Because he was the only one who seemed to 
have doubts about the bridge design, and because 
the deflection theory of Moisseiff and Lienhard 
had widespread support among bridge engineers, 
Condron ultimately acquiesced. He wrote in his 
final report: “In view of Mr. Moiseiff's 
recognized ability and reputation, and the many 
expressions of approval ... of his methods of 
analyses of stresses and deflections in the 
designs of long span suspension bridges, ... I 



feel we may rely upon his own determination of 
stresses and deflections” (ref. 15). 

His support was not unqualified, however. In his 
final report he also recommended considering 
widening the bridge to 52 feet. Had this been 
done, the width-to-span ratio would have been 
1:53.8. The bridge would still have been the 
narrowest in existence, but less radically so than 
it turned out to be. According to Petroski (ref. 
12), ‘‘had Condron's recommendation been 
followed, it is very possible that the Tacoma 
Narrows Bridge would have been stiffened 
enough that, even had it exhibited some degree 
of flexibility in the wind, that might have been 
within tolerable limits and thus subsequently 
correctable, as it was to be in other contemporary 
bridges.” 

As we know, Condron's recommendation was 
not followed, and the bridge collapsed. Some 
time was to pass before the actual cause of the 
collapse would be determined (the report from 
Ammann, Woodruff, and von Karman left the 
matter vague). The details of the cause are not 
important for this paper. What is important is to 
realize that the theory on which the bridge was 
designed was flawed because it did not take into 
account everything that needed to be taken into 
account. In particular, the dynamic effects of 
wind load on the bridge were ignored. Reliance 
on the flawed theory was a significant 
contributor to the failure. 

Relevant Lessons: Some of the lessons of the 
Tacoma Narrows failure are specific to 
suspension bridge building. One such lesson, for 
example, was the need for aerodynamic testing; 
this testing became a standard procedure in 
suspension bridge structural analysis in every 
bridge built afterwards. In addition to such 
specific lessons, there are at least four lessons 
with application beyond bridge building. These 
lessons are explained in the rest of this section. 

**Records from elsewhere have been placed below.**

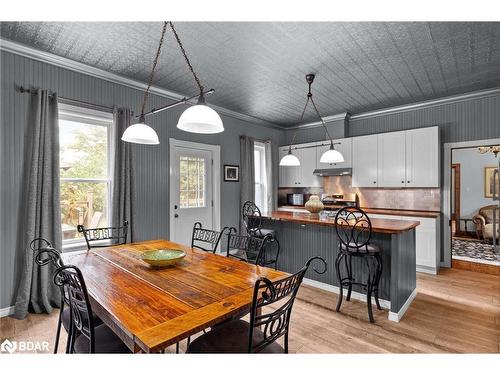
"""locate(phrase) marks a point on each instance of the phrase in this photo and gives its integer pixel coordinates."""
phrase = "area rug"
(474, 250)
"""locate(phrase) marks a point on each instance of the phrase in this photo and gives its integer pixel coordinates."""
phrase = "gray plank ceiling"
(258, 68)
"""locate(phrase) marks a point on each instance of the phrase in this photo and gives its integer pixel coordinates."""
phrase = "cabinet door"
(287, 175)
(422, 157)
(307, 166)
(364, 161)
(345, 148)
(392, 159)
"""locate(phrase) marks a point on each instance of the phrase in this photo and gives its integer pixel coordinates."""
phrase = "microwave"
(295, 199)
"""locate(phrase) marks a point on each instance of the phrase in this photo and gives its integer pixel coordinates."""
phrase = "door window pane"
(192, 182)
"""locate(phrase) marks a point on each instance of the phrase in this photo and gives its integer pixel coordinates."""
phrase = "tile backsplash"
(409, 199)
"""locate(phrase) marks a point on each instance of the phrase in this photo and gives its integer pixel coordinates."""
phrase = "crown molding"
(428, 103)
(63, 62)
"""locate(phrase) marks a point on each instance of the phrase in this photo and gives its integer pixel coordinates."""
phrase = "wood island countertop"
(378, 225)
(382, 211)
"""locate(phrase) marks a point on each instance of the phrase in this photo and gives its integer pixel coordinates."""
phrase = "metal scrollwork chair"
(252, 220)
(265, 327)
(206, 236)
(354, 230)
(45, 254)
(262, 251)
(84, 335)
(94, 236)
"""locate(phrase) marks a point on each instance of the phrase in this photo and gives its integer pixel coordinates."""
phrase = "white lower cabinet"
(427, 241)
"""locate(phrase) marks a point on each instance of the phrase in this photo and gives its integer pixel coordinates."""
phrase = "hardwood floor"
(455, 312)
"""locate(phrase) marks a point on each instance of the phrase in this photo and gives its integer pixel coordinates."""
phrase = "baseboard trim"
(335, 289)
(7, 311)
(426, 269)
(397, 316)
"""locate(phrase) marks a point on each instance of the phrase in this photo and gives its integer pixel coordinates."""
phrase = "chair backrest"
(93, 235)
(45, 254)
(71, 279)
(281, 294)
(250, 210)
(206, 236)
(251, 247)
(354, 229)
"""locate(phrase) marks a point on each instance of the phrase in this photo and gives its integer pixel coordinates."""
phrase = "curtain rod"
(69, 100)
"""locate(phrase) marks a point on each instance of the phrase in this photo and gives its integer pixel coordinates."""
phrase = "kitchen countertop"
(383, 211)
(378, 225)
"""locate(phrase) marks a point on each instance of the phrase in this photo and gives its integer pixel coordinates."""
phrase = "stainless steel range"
(336, 201)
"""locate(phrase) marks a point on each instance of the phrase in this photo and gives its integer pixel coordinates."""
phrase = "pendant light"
(290, 160)
(199, 118)
(140, 132)
(329, 156)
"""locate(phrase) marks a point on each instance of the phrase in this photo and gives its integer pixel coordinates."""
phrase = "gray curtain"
(247, 174)
(40, 214)
(123, 206)
(271, 175)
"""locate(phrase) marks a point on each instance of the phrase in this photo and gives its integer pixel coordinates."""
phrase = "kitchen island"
(302, 236)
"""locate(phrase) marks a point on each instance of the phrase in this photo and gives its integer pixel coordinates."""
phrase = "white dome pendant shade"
(331, 156)
(200, 119)
(290, 160)
(140, 133)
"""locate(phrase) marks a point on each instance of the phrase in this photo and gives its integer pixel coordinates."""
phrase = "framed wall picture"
(490, 183)
(231, 173)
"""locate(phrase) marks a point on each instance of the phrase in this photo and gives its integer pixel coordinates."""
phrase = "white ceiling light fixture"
(331, 155)
(289, 160)
(199, 118)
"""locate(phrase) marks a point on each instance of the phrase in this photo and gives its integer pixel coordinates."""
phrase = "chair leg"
(58, 332)
(369, 293)
(377, 279)
(348, 266)
(339, 278)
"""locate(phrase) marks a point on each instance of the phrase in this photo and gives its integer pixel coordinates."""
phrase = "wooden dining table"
(153, 308)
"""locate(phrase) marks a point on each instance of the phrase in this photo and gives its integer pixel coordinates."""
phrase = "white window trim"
(74, 113)
(263, 177)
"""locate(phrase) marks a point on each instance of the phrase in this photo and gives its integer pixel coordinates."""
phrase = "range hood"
(323, 172)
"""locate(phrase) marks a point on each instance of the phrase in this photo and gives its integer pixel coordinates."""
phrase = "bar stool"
(354, 230)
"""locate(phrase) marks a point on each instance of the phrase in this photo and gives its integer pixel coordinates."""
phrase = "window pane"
(83, 203)
(192, 182)
(83, 150)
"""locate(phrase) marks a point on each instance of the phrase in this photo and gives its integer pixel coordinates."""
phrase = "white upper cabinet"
(391, 159)
(301, 176)
(422, 157)
(364, 161)
(308, 165)
(344, 147)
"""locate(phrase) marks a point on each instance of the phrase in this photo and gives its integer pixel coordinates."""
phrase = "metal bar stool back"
(354, 232)
(250, 249)
(95, 236)
(202, 237)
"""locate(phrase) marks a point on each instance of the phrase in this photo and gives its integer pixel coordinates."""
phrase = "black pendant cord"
(198, 82)
(151, 75)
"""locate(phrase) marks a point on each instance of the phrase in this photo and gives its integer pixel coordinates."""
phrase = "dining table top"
(153, 308)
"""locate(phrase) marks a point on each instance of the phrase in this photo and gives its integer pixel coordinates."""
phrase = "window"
(192, 182)
(85, 173)
(260, 176)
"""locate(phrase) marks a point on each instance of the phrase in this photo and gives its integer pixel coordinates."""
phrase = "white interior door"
(191, 190)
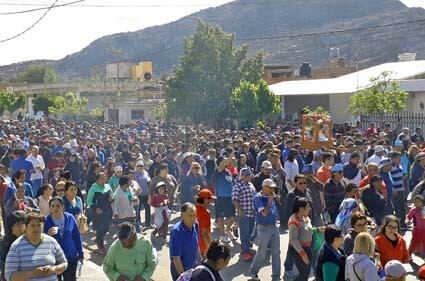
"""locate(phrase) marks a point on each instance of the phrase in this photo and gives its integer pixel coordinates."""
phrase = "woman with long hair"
(300, 238)
(73, 203)
(373, 200)
(63, 227)
(20, 202)
(361, 264)
(391, 245)
(44, 195)
(20, 261)
(192, 183)
(217, 259)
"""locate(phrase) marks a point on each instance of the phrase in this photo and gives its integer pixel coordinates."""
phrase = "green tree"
(210, 69)
(384, 96)
(244, 101)
(11, 102)
(250, 102)
(267, 101)
(36, 73)
(42, 103)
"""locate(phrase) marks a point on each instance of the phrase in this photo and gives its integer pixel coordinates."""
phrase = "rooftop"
(352, 82)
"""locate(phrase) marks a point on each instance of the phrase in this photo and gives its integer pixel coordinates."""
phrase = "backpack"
(187, 275)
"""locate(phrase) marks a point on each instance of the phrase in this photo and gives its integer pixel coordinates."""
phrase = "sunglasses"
(392, 226)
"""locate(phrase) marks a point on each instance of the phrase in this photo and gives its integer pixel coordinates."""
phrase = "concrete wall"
(291, 105)
(414, 102)
(125, 112)
(338, 107)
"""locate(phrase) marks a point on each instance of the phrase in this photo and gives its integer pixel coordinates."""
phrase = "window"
(279, 74)
(137, 114)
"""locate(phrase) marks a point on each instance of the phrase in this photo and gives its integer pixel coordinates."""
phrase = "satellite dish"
(147, 76)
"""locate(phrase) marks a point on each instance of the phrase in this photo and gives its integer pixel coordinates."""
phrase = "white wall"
(413, 102)
(124, 116)
(338, 107)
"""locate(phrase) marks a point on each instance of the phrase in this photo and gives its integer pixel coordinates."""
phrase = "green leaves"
(211, 68)
(38, 74)
(69, 104)
(11, 102)
(251, 101)
(385, 96)
(42, 103)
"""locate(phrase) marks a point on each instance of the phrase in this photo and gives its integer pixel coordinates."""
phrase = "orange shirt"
(366, 180)
(204, 221)
(323, 174)
(388, 252)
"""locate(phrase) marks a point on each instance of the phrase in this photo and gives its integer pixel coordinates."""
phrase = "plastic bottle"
(79, 267)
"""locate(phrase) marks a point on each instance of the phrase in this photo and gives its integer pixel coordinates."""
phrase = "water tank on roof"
(334, 53)
(407, 57)
(305, 69)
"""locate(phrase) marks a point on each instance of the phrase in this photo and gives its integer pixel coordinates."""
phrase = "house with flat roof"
(333, 94)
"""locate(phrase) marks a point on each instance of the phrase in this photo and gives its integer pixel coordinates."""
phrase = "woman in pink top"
(417, 215)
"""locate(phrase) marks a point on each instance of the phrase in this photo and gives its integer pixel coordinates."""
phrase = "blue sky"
(67, 30)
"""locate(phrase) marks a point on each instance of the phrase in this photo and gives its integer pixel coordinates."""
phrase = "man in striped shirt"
(398, 186)
(243, 194)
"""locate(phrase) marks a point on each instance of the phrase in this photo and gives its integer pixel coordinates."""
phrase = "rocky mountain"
(289, 32)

Lesson 1: Relying heavily on theory, without 
adequate confirming data, is unwise. 

At the time of the design of the Tacoma Narrows 
Bridge, Moisseiff and most other bridge 
engineers believed that the accuracy of deflection 
theory had been adequately confirmed. As 
mentioned earlier, the results of tests on scale 
models at the University of California had shown 
close agreement with the theory’s predictions for 
lateral deflections. Also, several bridges had 


been designed using the theory, and they were 
still standing. 

As Theodore Condron had suspected, neither the 
scale model tests, nor the existing bridges truly 
provided adequate confirming data. The scale 
model tests were inadequate confirmation 
because they did not produce any data about 
vertical deflections. The existing bridges were 
inadequate confirmation because none of them 
were nearly as narrow and shallow as the 
Tacoma Narrows Bridge. 

The first real test of the accuracy of deflection 
theory occurred above the waters of the Puget 
Sound. When this test failed, the inaccuracy of 
the theory became apparent. Over time, 
problems occurred in other bridges that had been 
designed using deflection theory. Many of them 
were eventually modified to employ additional 
means of stiffening. 

Lesson 2: Going well beyond existing 

experience is unwise. 

Although many previous suspension bridges had 
been built, including two with longer spans, the 
Tacoma Narrows Bridge was unique. As table 1 
showed, the span to width ratio of the bridge was 
54% greater than that of any contemporary 
bridge. The Tacoma Narrows Bridge was not a 
simple extrapolation from existing experience; it 
was a radical departure from that experience. 

Even with deflection theory seeming to justify 
such a departure, the most prudent action would 
have been to make small, incremental steps in 
narrowing bridge deck widths. This seems 
especially true when one realizes that the bridge 
with the next biggest span to width ratio, the 
Golden Gate Bridge, was at that time showing 
far greater flexibility than had been calculated. 
Theodore Condron seems to have been one of the 
few engineers of the time who had learned this 
lesson. His advice to widen the bridge to 52 feet 
was a prudent, incremental step. 

Lesson 3: In studying existing experience, more 
than just the recent past should be included. 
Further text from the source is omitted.